What: Shares of Vocera Communications Inc. (VCRA), a company that provides voice-activated communications solutions (think modern day Star Trek within our hospitals) and software to the health care and non-health care industries, shot higher by as much as 21% after reporting its second-quarter earnings results and receiving a subsequent analyst upgrade.

So what: For the quarter, Vocera delivered a 1.7% increase in year-over-year revenue to $25.3 million and a marginal adjusted per-share profit of $0.01. However, these results were a marked improvement over its previous two quarters, and the profit of $0.01 handily trumped an expected EPS loss of $0.03 by Wall Street. Vocera still isn't out of the rough waters, though, with CEO Brent Lang noting that despite solid backlog gains, it's taking longer than expected to turn that backlog into revenue.
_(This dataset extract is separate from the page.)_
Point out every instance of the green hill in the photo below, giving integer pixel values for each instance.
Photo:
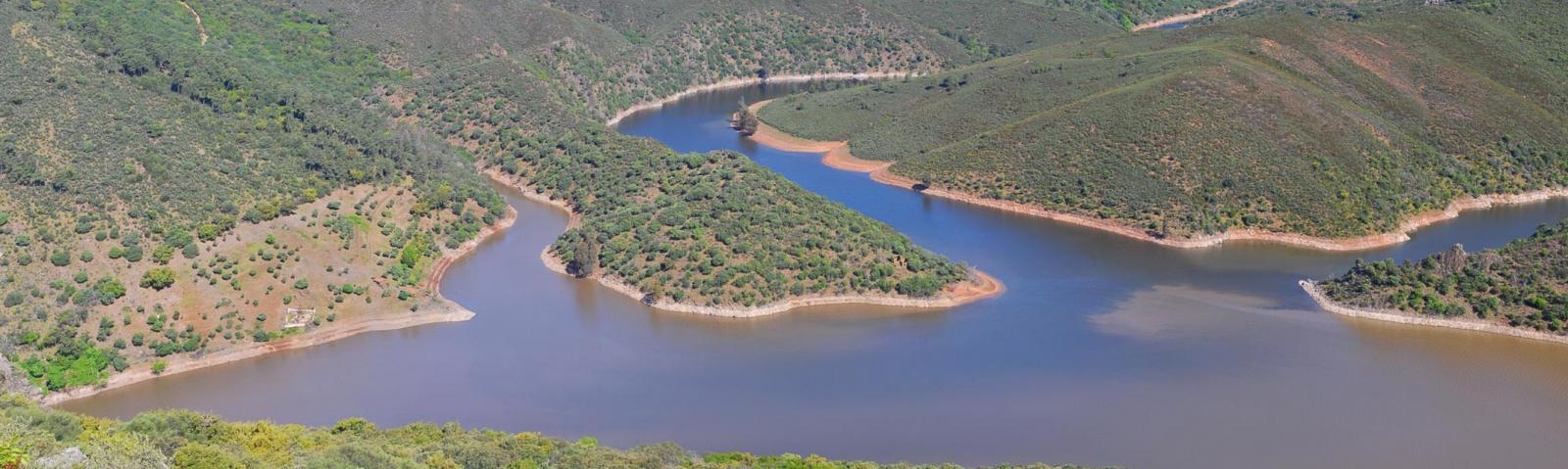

Shares really got a boost when Wells Fargo upgraded Vocera to "outperform" from "market perform" and set a $17 to $20 target range on the stock.

Now what: Despite today's move higher -- and the really cool technological and practical applications of Vocera's products -- it still has quite a few challenges to work through before I'd give it a clean bill of health. For one, margins are shrinking and product revenue is falling. It's great that service revenue was able to pick up the slack since it generally boasts beefy margins, but that isn't a recipe for ongoing success. In addition, with Vocera being only marginally profitable this quarter and the Street expecting relatively minimal profits next year, Vocera's forward P/E has vaulted over 60! Until I see concrete evidence of product growth and margin stabilization, this is a stock that I'm personally keeping my distance from.